Abstract
Information retrieval (IR) is the process of finding relevant information, based on user queries, in a large collection of documents. The two main performance issues in IR are effectiveness and efficiency; effectiveness measures how accurately an IR system can find relevant information, and efficiency relates to how long it takes the IR system to find the relevant information. To satisfy users, an IR system should find the most relevant information in as short a time as possible.

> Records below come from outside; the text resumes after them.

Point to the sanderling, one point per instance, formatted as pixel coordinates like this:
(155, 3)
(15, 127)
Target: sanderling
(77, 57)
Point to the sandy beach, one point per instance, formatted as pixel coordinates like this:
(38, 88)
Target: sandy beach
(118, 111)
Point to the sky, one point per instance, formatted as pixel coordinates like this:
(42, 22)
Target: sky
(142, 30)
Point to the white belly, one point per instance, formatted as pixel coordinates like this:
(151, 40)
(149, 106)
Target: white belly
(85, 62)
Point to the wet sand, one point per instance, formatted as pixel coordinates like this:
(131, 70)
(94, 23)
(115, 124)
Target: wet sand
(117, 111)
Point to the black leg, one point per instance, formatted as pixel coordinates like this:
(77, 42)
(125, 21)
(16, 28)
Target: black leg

When considering efficiency issues, IR systems are interesting because they are neither purely input/output (I/O) intensive nor solely central processing unit (CPU) intensive. Normally, the efficiency of IR is addressed in terms of accumulator initialisation, disc I/O, decompression, ranking and sorting. First, an array of accumulators, holding intermediate aggregated results, has to be initialised. Second, disc I/O is required to read dictionary terms and the corresponding lists of postings. Third, these lists are typically stored in a compressed format, so decompression is required after they are fetched from the disc. Fourth, complex ranking functions are applied to calculate similarity scores between the documents and the user queries. Finally, a large number of possible candidate documents must be sorted so that the most relevant results can be returned to the user.
The objectives of this PhD research were to identify the bottlenecks among the different components of an IR system, provide possible solutions to minimise or eliminate these bottlenecks, and combine the optimised solutions to form a solid baseline for future IR research.